O primeiro sorriso da noite ameaçou surgir nos lábios de Logan.

— Bom, estive a noite inteira tentando te convencer a não terminar comigo, então... Achei que fosse óbvio. — encolheu os ombros, apoiando uma das mãos no joelho de Asher.

— O que é óbvio? — as íris verdes estudaram o rosto de Logan com cautela, como se procurassem algum traço que denunciasse a mentira.

— Que o que eu quero é você, idiota.

— Às vezes eu acho que você é um anjo, sabe?

— Não, não sei. E os seus elogios bizarros estão começando a me assustar. — Logan replicou, erguendo as sobrancelhas. — Não é porque estamos no dia das bruxas que você precisa se esforçar tanto em fazer isso, Ash. Esse filme de terror horrível que você alugou está fazendo um bom trabalho.

Asher revirou os olhos.

— Você pode, por favor, calar a boca? Estou tentando me declarar. Você está acabando com o clima, Wright — sibilou, cruzando os braços sobre o abdome e capturando a atenção de Logan para aquele ponto.

— Hmm — foi, por alguns momentos, tudo o que o rapaz em questão conseguiu dizer, ainda distraído pelo tórax de Asher. — Ok, não vou dizer mais nada. Pode continuar falando sobre como eu sou absolutamente maravilhoso.

Mas Asher, em sua tentativa de procurar as palavras certas para dizer aquilo que precisava dizer, se manteve em silêncio por um tempo longo o suficiente para causar curiosidade e fazer com que o outro homem levantasse os olhos para o seu rosto.

— Eu não sei o que você continua fazendo comigo — admitiu, mordendo o lábio inferior.

— Nós já não tivemos essa conversa antes? — Logan perguntou, em uma tentativa bastante falha de soar entediado; todos os sinais de seu corpo retesado demonstravam que não tinha boas expectativas pelo que estava por vir.

— Será que dá pra você ficar calmo? Eu não vou tentar terminar com você de novo.

— É, porque você não é louco — o mais jovem retrucou, mas pareceu bem mais relaxado com a afirmação.

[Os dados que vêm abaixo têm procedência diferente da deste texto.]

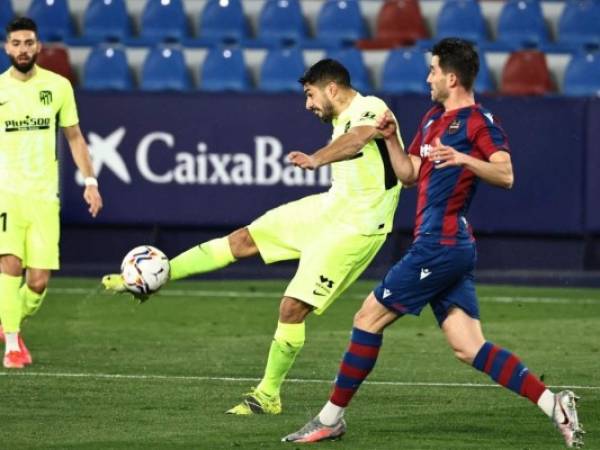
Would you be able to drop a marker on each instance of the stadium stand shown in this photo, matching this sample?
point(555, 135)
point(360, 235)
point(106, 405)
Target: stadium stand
point(223, 21)
point(224, 69)
point(579, 23)
point(165, 69)
point(354, 62)
point(582, 76)
point(521, 24)
point(163, 21)
point(405, 71)
point(281, 22)
point(280, 69)
point(56, 59)
point(106, 20)
point(399, 22)
point(53, 19)
point(106, 68)
point(6, 14)
point(4, 61)
point(462, 18)
point(526, 73)
point(340, 23)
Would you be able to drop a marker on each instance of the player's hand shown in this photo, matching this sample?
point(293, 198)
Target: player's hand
point(386, 125)
point(445, 156)
point(302, 160)
point(92, 197)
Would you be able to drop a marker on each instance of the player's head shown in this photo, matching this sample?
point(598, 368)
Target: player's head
point(454, 63)
point(322, 82)
point(22, 45)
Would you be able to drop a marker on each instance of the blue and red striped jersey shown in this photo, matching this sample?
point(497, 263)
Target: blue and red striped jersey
point(444, 195)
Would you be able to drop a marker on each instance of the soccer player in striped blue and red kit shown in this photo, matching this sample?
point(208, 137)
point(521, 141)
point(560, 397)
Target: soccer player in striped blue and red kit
point(458, 143)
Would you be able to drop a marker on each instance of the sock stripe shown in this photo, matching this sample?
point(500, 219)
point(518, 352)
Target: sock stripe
point(508, 369)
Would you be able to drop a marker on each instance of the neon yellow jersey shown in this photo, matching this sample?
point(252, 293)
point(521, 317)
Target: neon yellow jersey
point(365, 190)
point(30, 113)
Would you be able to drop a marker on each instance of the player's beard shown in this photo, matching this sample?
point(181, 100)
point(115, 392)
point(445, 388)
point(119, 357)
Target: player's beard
point(23, 67)
point(327, 112)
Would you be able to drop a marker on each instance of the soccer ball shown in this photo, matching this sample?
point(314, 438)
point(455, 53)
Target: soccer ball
point(145, 269)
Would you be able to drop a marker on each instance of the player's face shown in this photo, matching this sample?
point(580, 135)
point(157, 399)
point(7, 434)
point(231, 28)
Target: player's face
point(22, 47)
point(437, 81)
point(318, 102)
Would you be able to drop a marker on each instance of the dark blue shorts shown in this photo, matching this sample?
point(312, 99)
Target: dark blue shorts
point(431, 273)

— Mas eu realmente não entendo, Logan. Você não pode me apresentar para os seus amigos, não pode me apresentar para a sua família...

— E nem faço questão — Logan apressou-se em dizer, torcendo o nariz ao imaginar Asher e seu meio-irmão Aaron, cujo cérebro parecia ser inexistente, apertando as mãos um do outro.

— ... E continua comigo mesmo assim. E eu fico me perguntando, o tempo todo...

— Talvez você devesse estar cursando Filosofia. Já pensou na possibilidade?

— ... Como você ainda não desistiu de tudo isso? Por que eu sou tão especial para você que essas migalhas de relacionamento são o suficiente? Até eu me sinto mal quando vejo outros casais... Sei lá... Andando de mãos dadas por aí. E esconder tudo foi minha escolha. Eu não consigo imaginar como você se sente.

Logan suspirou.

— Sabe, Ash, nós realmente não precisamos falar mais sobre isso. Eu estou com você porque eu te amo incondicionalmente e não consigo mais viver sem esse seu tanquinho maravilhoso. Era isso o que você queria ouvir?

— Na verdade não, mas tenho que admitir que isso me deixa bem feliz. — Asher deu de ombros, um traço de sorriso surgindo no canto de seus lábios. Então limpou a garganta, como se estivesse se preparando para dar um anúncio extremamente importante. — Eu acho que você deveria morar comigo.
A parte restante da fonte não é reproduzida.